In response, GM poured billions into research and design to produce better, safer, more innovative cars -- at prices that were equal to if not more compelling than their growing roster of competitors. They introduced air bags, antilock brakes and premium comfort packages that gave consumers more for less than the price of a Honda or a Toyota. And if that weren't enough, they offered massive incentives to make sure of it.
An identity crisis
But Oldsmobile, as a brand, never really fit it. It was above Buick, but below Cadillac. It was above Pontiac but not considered as sporty or youthful as Chevrolet. It sold but one S/UV and, despite ads proclaiming the opposite, never really succeeded in shedding its image as a magnet for older drivers. Try as it might, GM's Oldsmobile couldn't seem to find its niche.
The proof was like a flashing sign on the road. Oldsmobile's sales and market share plunged steadily for well over a decade, dropping to only 265,878 vehicles sold in the first 11 months of this year, representing only 1.6 percent of the U.S. market. By comparison, in 1985 the brand sold 1.1 million U.S. vehicles, or 7 percent of the total market.

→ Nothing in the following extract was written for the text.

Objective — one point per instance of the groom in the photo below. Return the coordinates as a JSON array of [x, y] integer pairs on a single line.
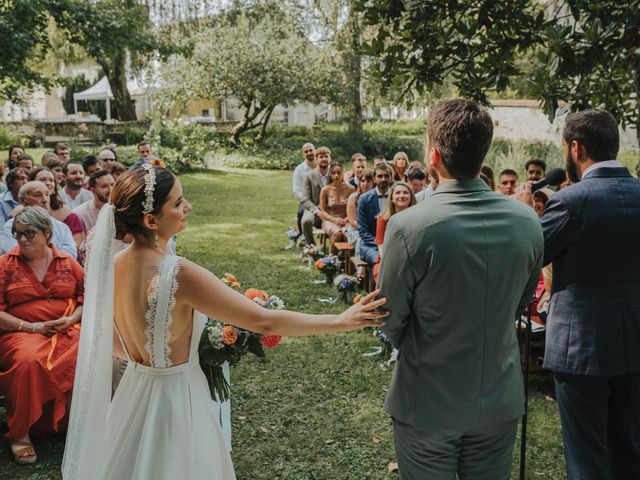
[[458, 268]]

"It was one of the brands that meshed with all the others and never truly had its own identity," said Jeff Schuster, a senior manager of forecasting with automotive consulting firm J.D. Power and Associates in Troy, Mich. "There were too many brands, so something had to go. Being that this was the one that was fluttering, it made the most sense."
While the Oldsmobile line of cars may be the biggest to die, it certainly isn't the first. DaimlerChrysler (DCX: Research, Estimates) last year announced that it was dropping its Plymouth brand at the end of the 2001 model run; the only other company to completely drop a line of cars was American Motors, which dumped its AMC Eagle brand of four-wheel-drive vehicles back in 1987.
Analysts generally applauded GM's move to shed the Oldsmobile line, figuring it will save the company money and allow it to put additional resources into developing products among its other brand names.
Better late than never
"I guess the old cliché applies of better late than never," said Ephraim Levy, an auto analyst with Standard & Poor's. "The division really didn't have a niche in the market, and GM's decision to scrap it will allow it to commit more resources to other lines that do have a niche and help turn a profit."
Jon Burnham, chief executive of Burnham Securities, took it a step further, telling CNNfn that, for GM to really compete, it should scrap all of its separate divisions and implement the same strategy as Honda, Toyota or Mazda, which have one lower-priced fleet of cars, and another division of higher-end models. (420KB WAV) (420KB AIFF)
To be sure, few expect GM to shed other divisions now that it plans to lay the Oldsmobile name to rest. Rather, GM will probably go back to the drawing board to develop the next generation of cars that attracts as many eager buyers as S/UV's did in the 1990s, said Schuster.
But in the short term, there will likely be a little pain. According to Schuster, North American output of cars and trucks, measured in units, is expected to fall to 16.4 million units in 2001 from an expected 17.5 million units in 2000 -- a significant decline. If the economy continues to slow and consumers continue to get more and more gun shy about making new purchases, those numbers could deteriorate even more, he said.
All the same, "We don't see that happening right now," Schuster said. "This is an opportunity for GM to unveil some not-so-pleasant news and get it over with, but in the next few years we see sales being relatively strong."